| P-120/P-50 Malakhit |
(NATO reporting name: SS-N-9 'Siren')
P-120 Malakhit medium range cruise missile
|Place of origin||Soviet Union|
|Manufacturer||OKB-52 MAP (later NPO Mashinostroyeniye)|
|Mass||3,180 kg (7,010 lb)|
|Length||8.84 m (29.0 ft)|
|Diameter||76.2 cm (30.0 in)|
|Warhead||HE-SAP or 200 kt nuclear|
|Warhead weight||total 840 kg (1,850 lb) HE 500 kg/1102 lb|
|Wingspan||2.1 m (6.9 ft)|
|Propellant||Turbojet, solid fuel|
|Sub launched conventional warhead: 70 km nuclear warhead: 110 km Ship launched conventional warhead 120 km nuclear warhead: 150(160) km|
|Nanuchka and Sarancha, Charlie-II and Papa classes|
The P-120 Malakhit (Russian: П-120 «Малахит» 'Malachite'; NATO reporting name: SS-N-9 Siren, GRAU designation: 4K85) is a Russian medium range anti-ship missile used by corvettes and submarines. Introduced in 1972, it remains in service but has been superseded by the SS-N-22 Sunburn.
The Echo class submarine required the submarine to spend 30 minutes or more on the surface when firing its P-5 Pyatyorka (SS-N-3A 'Shaddock') missiles. This made the submarine very vulnerable to enemy attack, so in 1963 the Soviets started work on a new missile that could be fired whilst submerged, and a submarine to carry it. These became the P-50 Malakhit and Charlie class submarine. The P-50 was replaced by the P-120 design during development.
However, problems in development meant that the twelve Charlie I submarines were built with the shorter-ranged P-70 Ametist (SS-N-7 'Starbright', an evolution of the SS-N-2C 'Styx') as a stopgap before the introduction of the P-120 Malakhit on the Charlie II.
The P-120 missile was later used as the basis for the SS-N-14 Silex rocket-propelled torpedo.
The L band seeker and radar altimeter originally designed for the 'Siren' were first used on the 'Starbright' whilst the Soviets sorted out the P-120's troublesome engines. However the 'Siren' has space for datalink equipment, allowing mid-course guidance from the launch platform or something else. When fired from a submarine, the missile can be launched at a maximum depth of 50 meters.

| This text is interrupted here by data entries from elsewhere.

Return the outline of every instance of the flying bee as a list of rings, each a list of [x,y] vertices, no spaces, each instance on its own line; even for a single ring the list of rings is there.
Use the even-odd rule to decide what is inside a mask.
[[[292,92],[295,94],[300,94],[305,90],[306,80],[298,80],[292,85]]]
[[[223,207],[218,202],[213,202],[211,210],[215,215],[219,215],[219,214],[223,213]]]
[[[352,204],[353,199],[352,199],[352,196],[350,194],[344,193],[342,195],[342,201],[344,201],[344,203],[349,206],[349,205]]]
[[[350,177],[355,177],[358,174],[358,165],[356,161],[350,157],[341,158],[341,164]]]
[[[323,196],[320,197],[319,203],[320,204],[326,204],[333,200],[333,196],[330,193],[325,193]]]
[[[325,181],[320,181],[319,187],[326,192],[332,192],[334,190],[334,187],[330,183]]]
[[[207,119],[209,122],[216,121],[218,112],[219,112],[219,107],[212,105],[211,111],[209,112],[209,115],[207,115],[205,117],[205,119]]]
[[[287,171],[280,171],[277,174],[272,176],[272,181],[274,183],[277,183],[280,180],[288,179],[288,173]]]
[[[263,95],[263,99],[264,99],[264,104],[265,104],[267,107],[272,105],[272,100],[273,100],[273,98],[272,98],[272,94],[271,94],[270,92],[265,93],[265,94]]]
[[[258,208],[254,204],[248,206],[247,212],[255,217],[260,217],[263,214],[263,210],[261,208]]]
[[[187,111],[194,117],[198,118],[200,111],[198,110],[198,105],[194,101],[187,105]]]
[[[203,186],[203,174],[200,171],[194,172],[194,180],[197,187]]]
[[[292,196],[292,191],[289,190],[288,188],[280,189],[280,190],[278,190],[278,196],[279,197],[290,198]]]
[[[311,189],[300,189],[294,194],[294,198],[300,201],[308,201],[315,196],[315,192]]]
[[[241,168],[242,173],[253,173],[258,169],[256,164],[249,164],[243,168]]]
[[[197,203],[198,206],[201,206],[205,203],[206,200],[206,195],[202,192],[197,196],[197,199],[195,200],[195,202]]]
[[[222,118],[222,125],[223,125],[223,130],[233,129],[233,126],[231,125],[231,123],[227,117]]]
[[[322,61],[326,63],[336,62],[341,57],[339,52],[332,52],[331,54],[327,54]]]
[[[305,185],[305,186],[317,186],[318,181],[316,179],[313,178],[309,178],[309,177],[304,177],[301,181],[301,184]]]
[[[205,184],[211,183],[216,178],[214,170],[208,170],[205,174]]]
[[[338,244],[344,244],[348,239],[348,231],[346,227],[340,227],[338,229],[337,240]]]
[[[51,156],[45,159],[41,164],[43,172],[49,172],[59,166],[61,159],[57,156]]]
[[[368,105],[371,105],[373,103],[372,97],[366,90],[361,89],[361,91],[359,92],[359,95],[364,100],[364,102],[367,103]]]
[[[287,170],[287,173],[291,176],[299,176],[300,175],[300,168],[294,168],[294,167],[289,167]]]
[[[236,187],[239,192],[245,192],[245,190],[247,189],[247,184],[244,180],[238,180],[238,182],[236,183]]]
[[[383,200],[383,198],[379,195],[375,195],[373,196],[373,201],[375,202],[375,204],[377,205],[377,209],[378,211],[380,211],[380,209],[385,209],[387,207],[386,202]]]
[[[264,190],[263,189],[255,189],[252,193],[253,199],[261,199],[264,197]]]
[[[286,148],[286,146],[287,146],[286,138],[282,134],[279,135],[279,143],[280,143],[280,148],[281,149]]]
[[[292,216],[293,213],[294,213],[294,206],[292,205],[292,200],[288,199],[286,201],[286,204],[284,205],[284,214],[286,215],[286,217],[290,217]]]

It was not until November 1977 that it was accepted for use on submarines. The Charlie-II submarine carried eight missiles (of which two usually carried nuclear warheads) and were intended as a cheap alternative to the one-off Papa class submarine, which carried ten missiles. All have now been retired from service.